There is no vector multiplication axiom in a vector space (you can't multiply vecturs, duh). The first distributivity axiom is as follows:

a, b ∈ Field
u, v ∈ vector space

1st law: v(a + b) = va + vb

proof as in the question...

prove: $\binom{p}{q}$⊗(a + b) = $\binom{p(a+b)}{0}$

proof:

compare with $\binom{p}{q}$⊗(a+b) = a⊗$\binom{p}{q}$ + b⊗ $\binom{p)}{q}$

= $\binom{ap}{0}$ + $\binom{bp}{0}$

= $\binom{ap + bp)}{0}$

= $\binom{p(a+b)}{0}$

therefore the first law of distributivity holds for this multiplication.

Am I going along the right lines? And the ⊗ represents the "interaction" (or binary operation) between the field and the vector space.

Yes, you are getting the hang of it. And, yes, that proves that axiom. Now look through the list of axioms and see if you can find one that's not going to be true. There is one.

 

[ilyas.h]

Yes, you are getting the hang of it. And, yes, that proves that axiom. Now look through the list of axioms and see if you can find one that's not going to be true. There is one.

I think I found the one that doesn't work, it's the additive inverse.

0 in Field.
v in Vector space.

0 + v = v0 ⊗ $\binom{p}{q}$ = $\binom{0p}{0}$ = $\binom{0}{0}$.

Am I correct? thanks. From what I can see, I think this is the only false axiom.

EDIT: I might be wrong, since I am adding an element from the field (zero) into the vector space: 0 + v = v, or perhaps the zero is meant to be the zero vector (?)./

 

[ilyas.h]

⊗

Yes, you are getting the hang of it.

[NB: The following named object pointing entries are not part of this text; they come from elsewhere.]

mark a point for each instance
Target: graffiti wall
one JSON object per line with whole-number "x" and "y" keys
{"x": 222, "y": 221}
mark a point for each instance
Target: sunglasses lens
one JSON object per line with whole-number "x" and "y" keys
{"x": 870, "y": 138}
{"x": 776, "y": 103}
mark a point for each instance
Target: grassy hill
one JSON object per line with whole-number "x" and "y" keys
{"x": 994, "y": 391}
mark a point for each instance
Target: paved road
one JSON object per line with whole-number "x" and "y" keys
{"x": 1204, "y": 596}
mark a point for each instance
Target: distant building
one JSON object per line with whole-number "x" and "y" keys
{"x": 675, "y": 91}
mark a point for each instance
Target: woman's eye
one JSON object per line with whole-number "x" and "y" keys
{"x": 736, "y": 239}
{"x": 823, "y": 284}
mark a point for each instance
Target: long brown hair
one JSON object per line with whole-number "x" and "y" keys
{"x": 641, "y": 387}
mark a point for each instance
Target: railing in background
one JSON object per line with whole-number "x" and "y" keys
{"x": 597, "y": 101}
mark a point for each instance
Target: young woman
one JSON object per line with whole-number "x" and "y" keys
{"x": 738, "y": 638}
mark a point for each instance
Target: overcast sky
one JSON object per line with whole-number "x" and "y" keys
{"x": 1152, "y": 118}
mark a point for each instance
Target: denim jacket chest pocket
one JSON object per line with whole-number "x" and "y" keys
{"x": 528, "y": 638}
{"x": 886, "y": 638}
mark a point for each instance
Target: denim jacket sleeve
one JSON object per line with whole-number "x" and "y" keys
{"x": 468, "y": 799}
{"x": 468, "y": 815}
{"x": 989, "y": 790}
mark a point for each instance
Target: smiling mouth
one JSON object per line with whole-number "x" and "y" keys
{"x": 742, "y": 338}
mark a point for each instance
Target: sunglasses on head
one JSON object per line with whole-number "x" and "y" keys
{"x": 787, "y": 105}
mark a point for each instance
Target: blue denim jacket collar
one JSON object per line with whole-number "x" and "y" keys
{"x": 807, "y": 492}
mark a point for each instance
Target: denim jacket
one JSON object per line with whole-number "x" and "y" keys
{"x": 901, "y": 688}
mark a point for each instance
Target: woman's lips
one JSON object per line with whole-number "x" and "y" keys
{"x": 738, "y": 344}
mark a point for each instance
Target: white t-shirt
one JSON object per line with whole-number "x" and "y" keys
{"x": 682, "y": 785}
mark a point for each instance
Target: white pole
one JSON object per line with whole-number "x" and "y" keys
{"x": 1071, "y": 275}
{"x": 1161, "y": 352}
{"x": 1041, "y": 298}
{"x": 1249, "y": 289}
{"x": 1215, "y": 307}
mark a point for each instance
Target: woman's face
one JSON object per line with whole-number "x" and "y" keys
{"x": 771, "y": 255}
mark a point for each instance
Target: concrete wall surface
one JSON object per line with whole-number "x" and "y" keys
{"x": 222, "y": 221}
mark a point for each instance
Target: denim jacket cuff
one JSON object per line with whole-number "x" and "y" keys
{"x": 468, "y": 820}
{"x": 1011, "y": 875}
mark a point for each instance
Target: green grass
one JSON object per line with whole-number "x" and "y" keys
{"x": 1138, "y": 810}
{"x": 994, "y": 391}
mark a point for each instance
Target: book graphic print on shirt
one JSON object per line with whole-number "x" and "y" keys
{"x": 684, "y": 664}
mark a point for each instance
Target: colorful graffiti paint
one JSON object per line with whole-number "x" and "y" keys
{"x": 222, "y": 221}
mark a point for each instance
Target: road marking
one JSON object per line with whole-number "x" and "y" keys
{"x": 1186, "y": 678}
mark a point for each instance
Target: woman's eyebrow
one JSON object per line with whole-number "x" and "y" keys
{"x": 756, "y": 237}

And, yes, that proves that axiom. Now look through the list of axioms and see if you can find one that's not going to be true. There is one.

Actually, I think I know now. It's the v + (-v) = 0.

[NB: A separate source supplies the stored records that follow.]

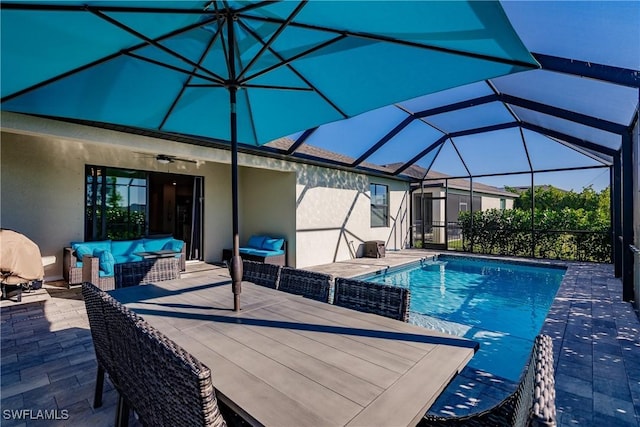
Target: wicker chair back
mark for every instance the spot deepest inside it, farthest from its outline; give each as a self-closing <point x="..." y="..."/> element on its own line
<point x="261" y="274"/>
<point x="309" y="284"/>
<point x="384" y="300"/>
<point x="531" y="404"/>
<point x="164" y="384"/>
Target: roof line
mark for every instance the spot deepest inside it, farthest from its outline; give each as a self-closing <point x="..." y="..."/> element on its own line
<point x="487" y="175"/>
<point x="607" y="73"/>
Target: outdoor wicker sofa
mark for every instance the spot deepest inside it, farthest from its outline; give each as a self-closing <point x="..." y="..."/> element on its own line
<point x="384" y="300"/>
<point x="309" y="284"/>
<point x="115" y="264"/>
<point x="531" y="404"/>
<point x="261" y="274"/>
<point x="260" y="248"/>
<point x="160" y="381"/>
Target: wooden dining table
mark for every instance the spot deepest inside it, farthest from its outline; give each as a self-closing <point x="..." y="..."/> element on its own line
<point x="285" y="360"/>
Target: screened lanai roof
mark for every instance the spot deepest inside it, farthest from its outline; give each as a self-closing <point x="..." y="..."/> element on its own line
<point x="571" y="113"/>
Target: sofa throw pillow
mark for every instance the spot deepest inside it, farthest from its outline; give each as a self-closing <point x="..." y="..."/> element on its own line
<point x="82" y="250"/>
<point x="173" y="245"/>
<point x="255" y="241"/>
<point x="107" y="261"/>
<point x="271" y="244"/>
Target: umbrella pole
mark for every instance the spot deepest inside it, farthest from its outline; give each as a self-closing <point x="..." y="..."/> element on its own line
<point x="236" y="260"/>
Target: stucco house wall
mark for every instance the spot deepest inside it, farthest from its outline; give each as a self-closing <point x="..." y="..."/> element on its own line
<point x="636" y="210"/>
<point x="323" y="213"/>
<point x="493" y="202"/>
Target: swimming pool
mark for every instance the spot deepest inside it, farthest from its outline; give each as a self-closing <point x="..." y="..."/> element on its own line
<point x="501" y="305"/>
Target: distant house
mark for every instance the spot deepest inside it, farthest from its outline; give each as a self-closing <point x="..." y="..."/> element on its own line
<point x="436" y="205"/>
<point x="544" y="187"/>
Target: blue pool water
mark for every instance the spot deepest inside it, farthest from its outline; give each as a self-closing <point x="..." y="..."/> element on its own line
<point x="498" y="304"/>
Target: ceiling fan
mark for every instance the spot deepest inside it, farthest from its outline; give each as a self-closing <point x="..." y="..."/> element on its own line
<point x="166" y="159"/>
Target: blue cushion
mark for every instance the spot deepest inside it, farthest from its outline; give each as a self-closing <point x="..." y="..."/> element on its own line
<point x="174" y="245"/>
<point x="126" y="247"/>
<point x="260" y="252"/>
<point x="256" y="241"/>
<point x="107" y="261"/>
<point x="121" y="259"/>
<point x="156" y="244"/>
<point x="98" y="244"/>
<point x="82" y="250"/>
<point x="271" y="244"/>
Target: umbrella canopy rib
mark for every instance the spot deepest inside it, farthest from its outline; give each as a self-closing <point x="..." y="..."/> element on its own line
<point x="287" y="61"/>
<point x="100" y="61"/>
<point x="299" y="75"/>
<point x="190" y="74"/>
<point x="408" y="43"/>
<point x="184" y="86"/>
<point x="154" y="43"/>
<point x="274" y="36"/>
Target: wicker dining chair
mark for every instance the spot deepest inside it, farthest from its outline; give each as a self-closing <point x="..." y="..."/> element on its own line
<point x="531" y="404"/>
<point x="384" y="300"/>
<point x="93" y="300"/>
<point x="309" y="284"/>
<point x="160" y="381"/>
<point x="261" y="274"/>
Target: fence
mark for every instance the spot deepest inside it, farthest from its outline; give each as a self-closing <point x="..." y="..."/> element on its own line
<point x="571" y="245"/>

$\binom{p}{q}$ + (-1)⊗$\binom{p}{q}$

= $\binom{p}{q}$ + $\binom{-1p}{0}$

= $\binom{p - p}{q}$

$\binom{0}{q}$ =/= $\binom{0}{0}$

so not true.

 

[Dick]

⊗

Actually, I think I know now. It's the v + (-v) = 0.

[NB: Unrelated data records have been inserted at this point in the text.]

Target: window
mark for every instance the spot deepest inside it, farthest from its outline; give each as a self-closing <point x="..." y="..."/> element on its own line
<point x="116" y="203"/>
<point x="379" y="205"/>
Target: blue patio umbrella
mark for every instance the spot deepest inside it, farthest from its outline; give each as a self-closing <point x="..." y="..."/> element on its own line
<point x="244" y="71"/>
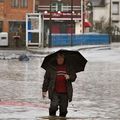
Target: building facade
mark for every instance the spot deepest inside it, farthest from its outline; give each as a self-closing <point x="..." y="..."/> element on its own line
<point x="107" y="11"/>
<point x="12" y="16"/>
<point x="65" y="16"/>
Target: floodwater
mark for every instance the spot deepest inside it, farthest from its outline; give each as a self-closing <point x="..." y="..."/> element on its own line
<point x="96" y="90"/>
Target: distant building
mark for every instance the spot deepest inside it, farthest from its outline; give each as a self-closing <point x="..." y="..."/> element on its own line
<point x="109" y="10"/>
<point x="12" y="15"/>
<point x="59" y="12"/>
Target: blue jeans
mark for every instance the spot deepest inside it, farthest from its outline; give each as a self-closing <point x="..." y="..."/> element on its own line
<point x="59" y="100"/>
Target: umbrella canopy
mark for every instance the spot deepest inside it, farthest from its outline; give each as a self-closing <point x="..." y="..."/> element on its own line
<point x="72" y="58"/>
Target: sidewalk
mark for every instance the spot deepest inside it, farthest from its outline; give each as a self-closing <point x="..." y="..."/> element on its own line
<point x="51" y="50"/>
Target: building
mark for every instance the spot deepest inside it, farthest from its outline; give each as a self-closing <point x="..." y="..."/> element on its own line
<point x="107" y="11"/>
<point x="59" y="13"/>
<point x="12" y="17"/>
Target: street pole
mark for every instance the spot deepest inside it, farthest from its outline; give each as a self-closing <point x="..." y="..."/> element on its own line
<point x="110" y="23"/>
<point x="50" y="24"/>
<point x="71" y="22"/>
<point x="82" y="16"/>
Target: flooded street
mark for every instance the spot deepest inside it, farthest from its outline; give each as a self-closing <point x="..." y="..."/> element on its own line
<point x="96" y="90"/>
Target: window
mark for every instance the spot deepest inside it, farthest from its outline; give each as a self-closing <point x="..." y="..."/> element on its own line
<point x="15" y="3"/>
<point x="19" y="3"/>
<point x="23" y="3"/>
<point x="115" y="8"/>
<point x="17" y="26"/>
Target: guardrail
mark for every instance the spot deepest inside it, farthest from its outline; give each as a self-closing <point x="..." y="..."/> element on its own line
<point x="68" y="40"/>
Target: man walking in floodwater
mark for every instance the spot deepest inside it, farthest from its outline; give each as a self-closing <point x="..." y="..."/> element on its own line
<point x="58" y="82"/>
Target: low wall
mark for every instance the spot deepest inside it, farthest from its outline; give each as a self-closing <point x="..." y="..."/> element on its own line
<point x="85" y="39"/>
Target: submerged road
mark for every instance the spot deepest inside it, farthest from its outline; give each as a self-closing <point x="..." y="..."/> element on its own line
<point x="96" y="90"/>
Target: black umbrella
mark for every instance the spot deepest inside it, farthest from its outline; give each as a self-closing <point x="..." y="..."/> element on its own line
<point x="72" y="58"/>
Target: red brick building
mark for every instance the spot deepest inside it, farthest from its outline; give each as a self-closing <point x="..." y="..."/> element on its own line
<point x="12" y="15"/>
<point x="61" y="16"/>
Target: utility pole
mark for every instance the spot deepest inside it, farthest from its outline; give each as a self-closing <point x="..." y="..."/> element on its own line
<point x="82" y="15"/>
<point x="110" y="31"/>
<point x="50" y="24"/>
<point x="71" y="22"/>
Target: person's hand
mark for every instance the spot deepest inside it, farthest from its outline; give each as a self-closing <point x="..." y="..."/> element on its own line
<point x="44" y="94"/>
<point x="67" y="76"/>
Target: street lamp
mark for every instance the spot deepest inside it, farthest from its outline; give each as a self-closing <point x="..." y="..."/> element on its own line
<point x="90" y="12"/>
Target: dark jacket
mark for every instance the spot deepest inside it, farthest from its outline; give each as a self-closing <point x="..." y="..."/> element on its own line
<point x="49" y="81"/>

$\binom{p}{q}$ + (-1)⊗$\binom{p}{q}$

= $\binom{p}{q}$ + $\binom{-1p}{0}$

= $\binom{p - p}{q}$

$\binom{0}{q}$ =/= $\binom{0}{0}$

so not true.

You're getting closer and that is a valid problem but how do you know (-1)⊗v should be (-v)? I actually don't know exactly what your axiom list looks like. There are variations. Do you have an axiom that says (1)⊗v=v?

 

[ilyas.h]

You're getting closer and that is a valid problem but how do you know (-1)⊗v should be (-v)? I actually don't know exactly what your axiom list looks like. There are variations. Do you have an axiom that says (1)⊗v=v?

here are the axioms that i used:

http://mathworld.wolfram.com/VectorSpace.html

and yes, there is a 1v = v, which i proved rather simply (within the question) on my own. Therefore, -1v must equal -v, so my proof from above should be correct (?)/

v + (-v) =
v + (-1)*v==> v + (-1)⊗v

 

[Dick]

here are the axioms that i used:

http://mathworld.wolfram.com/VectorSpace.html

and yes, there is a 1v = v, which i proved rather simply (within the question) on my own. Therefore, -1v must equal -v, so my proof from above should be correct (?)/

v + (-v) =
v + (-1)*v==> v + (-1)⊗v

Yes, it's correct. It's just a little roundabout. Why don't you just show 1⊗v=v isn't generally true? That's enough. And that's what's REALLY going wrong. Not the additive inverse. v+(-v)=0 is correct. It's just that (-1)⊗v isn't equal to -v.